Anxiety is a common problem.
Did you know that anxiety disorders affect 1 in 8 children? Social Anxiety is just one type of anxiety disorder. There are others: panic disorder, selective mutism, generalized anxiety disorder, PTSD, OCD, specific phobias, and separation anxiety. You can learn more about all of these here.
Anxiety is treatable, but most kids are not getting treatment, according to this report.
What are the symptoms of social anxiety?
- Fear (of going out, of new situations, of appearing foolish, etc)
- Avoidance of certain (social) situations and activities
While all of us, especially adolescents, experience these symptoms from time to time, they are fleeting and do not affect our quality of life or the activities we choose. Someone with social anxiety feels one or more of these symptoms frequently and routinely avoids certain activities because of them.
What are the consequences of untreated (social) anxiety?
- Poor quality of life
- Missed social experiences
- (Likely) poor performance at school (and work)
Unfortunately, anxiety often occurs alongside other disorders, including but not limited to: depression, ADHD, abdominal pain, drug or alcohol use and abuse, and eating disorders.
How is (Social) Anxiety Treated?
Since anxiety disorders may show up before other problems such as school refusal, drug use and eating disorders, it’s vital that parents recognize the disorder early, and pursue effective treatment.
(Social) anxiety will likely never go away completely, but using a combination of these methods can make it a well-managed annoyance rather than a debilitating illness.
Therapy – no matter the specific method, this is all about learning to recognize emotions, name them, feel them coming on, and handle them in a constructive way.

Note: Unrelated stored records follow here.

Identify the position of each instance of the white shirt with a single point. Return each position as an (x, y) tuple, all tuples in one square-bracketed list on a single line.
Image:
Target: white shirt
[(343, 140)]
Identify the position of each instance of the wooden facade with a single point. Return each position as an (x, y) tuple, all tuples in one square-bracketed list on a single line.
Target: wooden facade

- CBT – Cognitive Behavioral Therapy – talk therapy aimed at changing thought patterns in order to change feelings, or harnessing the power of cognitive control over emotions
- Other talk therapies – there are several other types of talk therapy; they all share the idea that talking enables you to arrive at a solution
- Biofeedback – shows you your breathing and heart rate, as well as other metabolic measures and teaches you to use the brain to control them
- Group – similar to talk therapy, but with the idea that sharing in a group of peers will: invoke a sense of camaraderie, provide perspective, and provide diverse insights
- Visualization – learning to mentally put yourself in a calm place to control acute anxiety; learn more here and here
Exercise – whether it’s anxiety, depression, or stress, regular sustained exercise that gets the heart going can work wonders.
Homeopathy – controversial as it is, I’ve seen marked improvement in mental health with the right homeopathic prescription (learn lots more about homeopathy and its controversies here)
Herbal Medicine – many herbs are well known for their ability to calm the mind and nervous system.
Nutrition – whether through diet or supplements, certain nutrients calm the nervous system. Some nutrients and substances are stimulating and must be avoided. For some, improving blood sugar control may help.
Get outside – I would also argue that most people would benefit from a lot more time in nature
And more! Finally, check out this fantastic, thorough article 8 Naturopathic Approaches to Addressing Your Child’s Anxiety.
When all else fails, consider pharmaceuticals – there are medications available; they are often prescribed by an adolescent psychiatrist, though some family physicians, pediatricians, and other practitioners will also prescribe.